Evan trailed behind the two women, and gave Katrin a quick grin as she closed the front door. Shit. Before she could open her mouth though Shivani was leaning back out the kitchen.
“Where are we putting these then?”
“Take them straight through to the main room. I’ll get plates.” There wasn’t time to talk just then, and Katrin was fine with that. There would be time later, after a day with her friends.
She was halfway through getting crockery from the kitchen when the doorbell went again.
“I’ll get it,” June called, and Katrin was glad no one was in the kitchen to see her take a deep breath and try to calm herself.
Through the walls there was no telling who it was, and Katrin was surprised when she came out and saw it was both Mark and Xavier. Mark was also carrying a plastic tub, but Xavier was empty-handed.
“Yeah,” he said when he caught Katrin’s raised eyebrow. “Had a bit of an accident. Burnt the whole lot.” Behind him, his best friend Mark just shrugged and held his free hand up. ‘What did you expect?’ his expression said, and Katrin couldn’t help herself from giggling and blushing.
Clearing her throat she busied herself setting out the plates. “Well, it’s lucky for you that June and Evan brought spares. We’ve still got enough for everyone.”
“You really should get your oven fixed though,” June said.
“I know, I know.” Xavier sighed. “Work’s been really busy though, and I just haven’t had time.”
“All the more reason to sit down now then and share in the cookie exchange.”
“Not that I was ever one to turn down cookies, but what’s the occasion, Katrin?” Mark asked.
“Does there need to be one? I thought it would be fun, a chance to just hang out for a day, without ‘doing’ something, like seeing a movie or some-such. Just a chance to talk and catch up.” And because I’m a coward and didn’t know how else to do this.
“Hey, that sounds an awesome enough reason to me,” Evan said. Though she was still avoiding his gaze, there was no missing the fact he kept looking from her to Mark.

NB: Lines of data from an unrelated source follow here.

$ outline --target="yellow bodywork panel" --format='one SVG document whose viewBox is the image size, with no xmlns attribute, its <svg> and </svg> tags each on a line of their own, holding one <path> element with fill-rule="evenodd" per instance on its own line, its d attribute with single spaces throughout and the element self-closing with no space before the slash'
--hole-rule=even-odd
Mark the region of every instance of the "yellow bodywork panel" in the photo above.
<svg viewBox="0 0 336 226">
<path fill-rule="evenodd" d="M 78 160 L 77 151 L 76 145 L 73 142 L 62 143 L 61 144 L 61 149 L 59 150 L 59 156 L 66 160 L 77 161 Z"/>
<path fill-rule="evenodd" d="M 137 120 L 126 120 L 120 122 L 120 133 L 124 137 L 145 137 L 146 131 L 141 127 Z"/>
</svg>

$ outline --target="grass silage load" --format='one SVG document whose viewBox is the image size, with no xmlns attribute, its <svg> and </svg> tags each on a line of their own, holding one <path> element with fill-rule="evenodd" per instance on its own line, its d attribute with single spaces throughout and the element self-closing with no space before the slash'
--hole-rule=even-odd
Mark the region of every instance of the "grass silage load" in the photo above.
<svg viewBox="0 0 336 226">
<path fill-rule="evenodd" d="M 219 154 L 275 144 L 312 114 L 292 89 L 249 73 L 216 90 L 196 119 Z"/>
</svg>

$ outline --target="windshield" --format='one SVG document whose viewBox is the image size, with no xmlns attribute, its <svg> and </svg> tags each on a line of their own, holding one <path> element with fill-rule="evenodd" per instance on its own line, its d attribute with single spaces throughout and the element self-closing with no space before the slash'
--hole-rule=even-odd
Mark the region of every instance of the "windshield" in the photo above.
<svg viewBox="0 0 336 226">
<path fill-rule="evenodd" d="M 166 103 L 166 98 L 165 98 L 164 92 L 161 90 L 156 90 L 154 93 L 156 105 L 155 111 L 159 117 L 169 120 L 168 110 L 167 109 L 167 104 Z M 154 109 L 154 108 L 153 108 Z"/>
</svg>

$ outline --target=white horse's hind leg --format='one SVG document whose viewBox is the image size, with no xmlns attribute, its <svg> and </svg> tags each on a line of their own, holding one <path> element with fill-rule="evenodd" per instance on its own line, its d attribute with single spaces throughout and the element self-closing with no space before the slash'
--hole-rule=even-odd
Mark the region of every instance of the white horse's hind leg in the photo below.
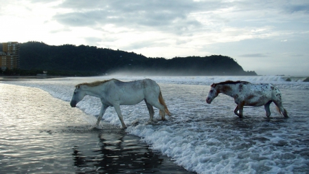
<svg viewBox="0 0 309 174">
<path fill-rule="evenodd" d="M 147 102 L 147 100 L 145 99 L 145 102 L 147 105 L 147 109 L 149 111 L 149 121 L 152 121 L 153 116 L 154 115 L 154 111 L 153 110 L 152 106 Z"/>
<path fill-rule="evenodd" d="M 116 110 L 117 114 L 118 115 L 119 120 L 120 120 L 120 122 L 122 122 L 122 127 L 124 129 L 126 129 L 126 124 L 124 124 L 124 119 L 122 118 L 122 111 L 120 111 L 119 105 L 114 105 L 114 108 L 115 108 L 115 110 Z"/>
<path fill-rule="evenodd" d="M 96 126 L 96 127 L 99 125 L 100 122 L 101 121 L 102 118 L 103 117 L 103 115 L 104 114 L 105 111 L 106 110 L 106 109 L 107 109 L 108 107 L 108 106 L 106 106 L 106 105 L 102 105 L 102 107 L 101 107 L 101 111 L 100 111 L 99 117 L 98 118 L 98 121 L 97 121 L 97 123 L 95 124 L 95 126 Z"/>
<path fill-rule="evenodd" d="M 265 105 L 264 105 L 264 107 L 265 108 L 265 115 L 266 117 L 269 117 L 271 116 L 271 109 L 269 109 L 269 105 L 273 101 L 269 101 Z"/>
<path fill-rule="evenodd" d="M 281 101 L 273 101 L 273 102 L 275 102 L 275 105 L 276 105 L 277 107 L 279 109 L 278 111 L 281 112 L 281 113 L 282 113 L 285 118 L 288 118 L 288 112 L 283 107 L 282 102 Z"/>
<path fill-rule="evenodd" d="M 154 102 L 154 103 L 150 103 L 150 105 L 160 109 L 159 113 L 161 116 L 161 119 L 162 120 L 165 120 L 165 108 L 164 106 L 161 105 L 158 101 Z"/>
</svg>

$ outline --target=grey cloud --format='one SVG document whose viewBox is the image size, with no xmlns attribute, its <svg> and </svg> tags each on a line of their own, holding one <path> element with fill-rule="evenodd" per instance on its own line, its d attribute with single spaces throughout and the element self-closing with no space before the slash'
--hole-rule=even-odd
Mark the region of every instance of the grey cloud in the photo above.
<svg viewBox="0 0 309 174">
<path fill-rule="evenodd" d="M 263 54 L 260 54 L 260 53 L 257 53 L 257 54 L 245 54 L 240 55 L 239 56 L 240 56 L 240 57 L 267 57 L 266 55 Z"/>
<path fill-rule="evenodd" d="M 190 19 L 191 12 L 218 8 L 220 3 L 192 1 L 73 1 L 67 0 L 58 8 L 73 12 L 54 17 L 70 26 L 113 24 L 128 28 L 151 27 L 165 32 L 185 32 L 190 27 L 198 28 L 200 22 Z"/>
</svg>

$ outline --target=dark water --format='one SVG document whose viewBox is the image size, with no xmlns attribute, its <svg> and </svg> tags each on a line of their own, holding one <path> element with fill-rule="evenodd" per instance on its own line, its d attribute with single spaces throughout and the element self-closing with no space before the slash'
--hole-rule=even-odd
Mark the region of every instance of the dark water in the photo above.
<svg viewBox="0 0 309 174">
<path fill-rule="evenodd" d="M 0 84 L 0 173 L 190 173 L 43 90 Z"/>
</svg>

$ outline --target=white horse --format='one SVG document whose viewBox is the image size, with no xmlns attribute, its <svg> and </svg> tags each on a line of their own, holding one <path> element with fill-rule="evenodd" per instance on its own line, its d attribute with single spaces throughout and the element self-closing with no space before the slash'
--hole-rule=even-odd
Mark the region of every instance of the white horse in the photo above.
<svg viewBox="0 0 309 174">
<path fill-rule="evenodd" d="M 288 112 L 282 106 L 281 92 L 277 88 L 271 84 L 252 84 L 244 81 L 227 80 L 219 83 L 213 83 L 206 98 L 206 102 L 210 104 L 218 96 L 219 93 L 222 93 L 234 98 L 237 104 L 234 113 L 242 118 L 244 106 L 260 107 L 264 106 L 266 116 L 271 116 L 269 105 L 272 102 L 277 107 L 277 110 L 280 114 L 287 118 Z M 238 111 L 239 111 L 239 113 Z"/>
<path fill-rule="evenodd" d="M 160 87 L 156 82 L 150 79 L 130 82 L 122 82 L 117 79 L 111 79 L 78 84 L 76 85 L 71 99 L 71 107 L 75 107 L 76 104 L 82 100 L 86 95 L 98 97 L 101 99 L 102 105 L 96 126 L 99 124 L 106 109 L 108 107 L 114 107 L 122 127 L 126 128 L 119 106 L 134 105 L 143 100 L 149 111 L 150 121 L 152 120 L 154 114 L 152 106 L 160 109 L 159 114 L 162 120 L 165 120 L 165 112 L 168 116 L 171 116 L 162 97 Z"/>
</svg>

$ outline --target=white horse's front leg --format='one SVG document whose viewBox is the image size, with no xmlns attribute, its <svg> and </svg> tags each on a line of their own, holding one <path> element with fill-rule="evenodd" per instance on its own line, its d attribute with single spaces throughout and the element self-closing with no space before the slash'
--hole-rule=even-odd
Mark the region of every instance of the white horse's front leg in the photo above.
<svg viewBox="0 0 309 174">
<path fill-rule="evenodd" d="M 118 115 L 119 120 L 120 120 L 120 122 L 122 122 L 122 127 L 124 129 L 126 129 L 126 124 L 124 124 L 124 119 L 122 118 L 122 111 L 120 111 L 120 106 L 114 105 L 114 108 L 115 110 L 116 110 L 117 114 Z"/>
<path fill-rule="evenodd" d="M 106 109 L 108 107 L 108 106 L 106 106 L 104 104 L 102 105 L 101 111 L 100 111 L 99 117 L 98 118 L 98 121 L 97 121 L 97 123 L 95 124 L 95 127 L 98 127 L 99 125 L 100 122 L 101 121 L 102 118 L 103 117 L 103 115 L 104 114 L 105 111 L 106 110 Z"/>
</svg>

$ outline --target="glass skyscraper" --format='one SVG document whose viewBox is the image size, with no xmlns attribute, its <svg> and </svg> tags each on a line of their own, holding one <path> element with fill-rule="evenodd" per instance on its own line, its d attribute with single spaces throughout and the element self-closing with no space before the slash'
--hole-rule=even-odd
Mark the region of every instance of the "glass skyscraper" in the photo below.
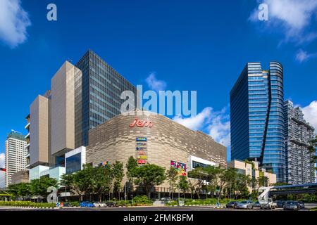
<svg viewBox="0 0 317 225">
<path fill-rule="evenodd" d="M 120 113 L 123 91 L 137 88 L 92 51 L 89 50 L 75 66 L 82 72 L 76 84 L 75 147 L 87 146 L 88 131 Z"/>
<path fill-rule="evenodd" d="M 283 68 L 248 63 L 230 91 L 231 159 L 256 160 L 285 181 Z"/>
</svg>

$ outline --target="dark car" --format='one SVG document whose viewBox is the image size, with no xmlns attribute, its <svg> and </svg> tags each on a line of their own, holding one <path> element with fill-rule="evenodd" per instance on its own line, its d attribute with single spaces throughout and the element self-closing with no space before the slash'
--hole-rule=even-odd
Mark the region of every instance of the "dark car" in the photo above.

Hardly the time, dude.
The doorbell went again and Katrin was on her feet in a flash. “Late as ever, huh?” she said over her shoulder as she left the room.
“Be fair,” Xavier called, “if she wasn’t we’d think she’d been possessed.”
Out of sight in the hallway Katrin rubbed her temples and took two deep breaths. Louise was late anyway, she could wait another few seconds. When the tremors had subsided Katrin let the last guest in.
“Sorry!” Louise was already saying as the door opened.
“That’s fine. You’re not that late, come on in.”
“Hey, for you this is practically early,” Xavier teased as he came out the front room. “I thought you could do with a hand with the drinks?”
“Oh, god, sorry. Yes, I’ll get them now.”
“I can help,” Louise offered, but the other two shook their heads.
“Go and get settled, we can manage.” Probably.
As soon as they were in the kitchen Xavier stepped up close, his voice low, the smile gone. “You’ve not told the others?”
“Of course not.”
“You’re not going to tell them?”
“No, I wouldn’t. Why would you think that?”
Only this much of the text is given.